I do a fair amount of advertising in my search for political items for my collection. I’ll readily admit that it’s not cheap, but it sure does pay off. A good example is what happened recently with a wonderful 1900 campaign item I managed to buy.
This summer, The Wall Street Journal did an article about the American Political Items Collectors National Convention in Columbus, Ohio. This great show caught the eye of editors there because, well, it’s an election year. Getting publicity for shows in presidential election years is not that difficult.
The WSJ article contained a link to the APIC website. A gentleman in the Midwest saw the article, went to the site and saw my ad there for buying Theodore Roosevelt collectibles. He then contacted me via email.

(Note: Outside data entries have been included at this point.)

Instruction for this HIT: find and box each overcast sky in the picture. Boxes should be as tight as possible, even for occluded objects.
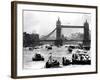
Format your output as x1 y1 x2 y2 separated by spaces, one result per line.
23 11 91 36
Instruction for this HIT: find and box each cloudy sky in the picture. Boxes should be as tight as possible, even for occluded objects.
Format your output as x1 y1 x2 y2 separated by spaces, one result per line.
23 11 91 36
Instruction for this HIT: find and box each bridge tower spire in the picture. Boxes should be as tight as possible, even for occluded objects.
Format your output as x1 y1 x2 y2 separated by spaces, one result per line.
55 17 62 46
83 20 90 46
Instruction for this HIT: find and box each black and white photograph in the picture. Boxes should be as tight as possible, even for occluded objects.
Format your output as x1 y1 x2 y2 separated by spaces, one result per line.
23 10 91 69
11 3 97 76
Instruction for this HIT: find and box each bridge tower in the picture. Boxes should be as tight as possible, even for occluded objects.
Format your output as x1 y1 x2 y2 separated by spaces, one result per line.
55 18 62 46
83 20 90 47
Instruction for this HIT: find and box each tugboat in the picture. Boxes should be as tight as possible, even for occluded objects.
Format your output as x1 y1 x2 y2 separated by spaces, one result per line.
62 57 71 66
45 53 60 68
32 53 44 61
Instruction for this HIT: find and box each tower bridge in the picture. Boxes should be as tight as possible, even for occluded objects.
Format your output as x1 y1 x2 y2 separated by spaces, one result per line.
40 18 91 46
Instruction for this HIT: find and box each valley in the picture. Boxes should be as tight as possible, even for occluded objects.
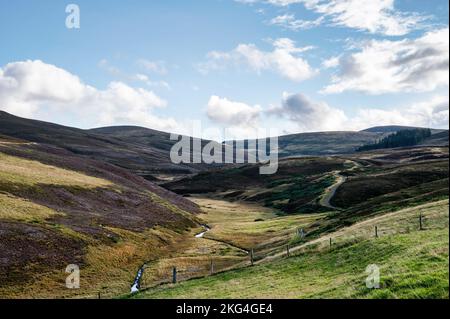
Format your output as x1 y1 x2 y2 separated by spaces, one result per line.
0 114 448 298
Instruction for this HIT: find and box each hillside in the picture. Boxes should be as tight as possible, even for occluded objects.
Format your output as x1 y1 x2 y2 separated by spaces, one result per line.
163 147 448 218
0 136 199 298
236 126 448 158
0 111 206 180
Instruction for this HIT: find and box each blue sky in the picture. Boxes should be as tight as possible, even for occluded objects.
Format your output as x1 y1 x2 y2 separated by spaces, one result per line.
0 0 448 139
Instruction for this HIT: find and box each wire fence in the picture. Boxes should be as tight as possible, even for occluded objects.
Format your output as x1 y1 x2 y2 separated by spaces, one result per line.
132 209 449 296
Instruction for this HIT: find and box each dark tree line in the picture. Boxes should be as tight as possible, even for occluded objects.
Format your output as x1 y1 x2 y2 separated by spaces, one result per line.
356 128 431 152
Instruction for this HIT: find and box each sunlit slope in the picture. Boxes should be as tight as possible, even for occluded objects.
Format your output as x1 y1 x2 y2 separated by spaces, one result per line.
0 137 198 298
135 200 449 298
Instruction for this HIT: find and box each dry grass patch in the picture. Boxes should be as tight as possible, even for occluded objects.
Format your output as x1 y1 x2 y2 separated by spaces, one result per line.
0 152 113 189
0 193 64 222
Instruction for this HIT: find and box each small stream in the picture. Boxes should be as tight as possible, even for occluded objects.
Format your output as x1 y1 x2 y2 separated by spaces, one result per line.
131 264 147 294
130 225 211 294
195 225 211 238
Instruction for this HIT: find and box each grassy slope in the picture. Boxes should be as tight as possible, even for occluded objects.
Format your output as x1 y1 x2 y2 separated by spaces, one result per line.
134 200 449 298
0 138 200 298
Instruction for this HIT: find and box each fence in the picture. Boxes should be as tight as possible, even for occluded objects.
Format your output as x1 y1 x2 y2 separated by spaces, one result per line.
132 210 449 296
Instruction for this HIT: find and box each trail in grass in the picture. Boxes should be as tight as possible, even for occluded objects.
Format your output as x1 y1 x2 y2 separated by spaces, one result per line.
319 160 361 210
319 172 347 210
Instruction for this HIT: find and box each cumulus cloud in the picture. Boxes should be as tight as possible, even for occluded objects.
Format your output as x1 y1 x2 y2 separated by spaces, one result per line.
240 0 429 36
269 14 323 31
0 60 177 129
206 95 261 127
198 38 317 81
137 59 168 75
323 27 449 94
267 93 449 132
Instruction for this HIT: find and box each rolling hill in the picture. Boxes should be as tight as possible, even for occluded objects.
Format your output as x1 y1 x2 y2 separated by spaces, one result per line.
0 111 207 180
0 134 199 298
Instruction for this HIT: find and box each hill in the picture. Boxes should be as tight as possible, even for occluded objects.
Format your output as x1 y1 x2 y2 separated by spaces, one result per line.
0 111 206 180
132 200 449 299
0 136 199 298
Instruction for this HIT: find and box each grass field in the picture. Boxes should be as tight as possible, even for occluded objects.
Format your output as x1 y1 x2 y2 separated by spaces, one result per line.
133 200 449 298
193 197 325 250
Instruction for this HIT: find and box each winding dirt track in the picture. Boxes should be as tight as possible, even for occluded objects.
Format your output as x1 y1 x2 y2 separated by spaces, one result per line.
319 172 347 210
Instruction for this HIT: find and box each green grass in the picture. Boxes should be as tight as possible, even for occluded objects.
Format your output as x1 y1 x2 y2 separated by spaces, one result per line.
129 229 449 298
133 202 449 298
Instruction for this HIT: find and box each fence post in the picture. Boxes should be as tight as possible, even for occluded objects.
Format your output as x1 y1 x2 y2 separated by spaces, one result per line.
172 267 177 284
210 257 214 275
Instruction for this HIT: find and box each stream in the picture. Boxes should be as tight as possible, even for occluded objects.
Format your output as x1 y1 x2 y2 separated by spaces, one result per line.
130 225 211 294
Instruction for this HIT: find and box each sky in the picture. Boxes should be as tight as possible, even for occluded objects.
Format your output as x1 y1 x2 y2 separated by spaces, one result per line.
0 0 449 139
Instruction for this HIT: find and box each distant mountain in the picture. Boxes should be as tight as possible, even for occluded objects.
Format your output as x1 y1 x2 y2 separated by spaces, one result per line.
0 111 448 175
268 126 448 157
361 125 445 134
0 132 200 298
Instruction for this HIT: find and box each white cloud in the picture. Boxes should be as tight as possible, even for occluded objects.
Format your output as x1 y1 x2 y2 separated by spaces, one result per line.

It turns out his neighbor, an elderly woman, had a McKinley-Roosevelt umbrella from the 1900 election that she wanted to sell. Typically, these umbrellas, which are made of cloth, are torn to pieces or at least have large holes in them, and many have broken ribs because they are made of wood. Nearly all are water stained because, of course, they were used in the rain. The seller’s friend sent photos, and I was surprised at the great condition of the item, except for a few water stains.
He mentioned, also, that the umbrella was autographed by Theodore Roosevelt Jr. in the 1930s. This is a nice addition, but it’s not nearly as good as if it had been autographed by his father who is pictured on the umbrella.
After a little negotiating, we arrived at a price and I paid him through PayPal. It wasn’t long before the very carefully wrapped umbrella arrived. Sure enough, it is autographed and the condition is wonderful. It’s a great addition to my collection. And it all came about through the wonders of advertising.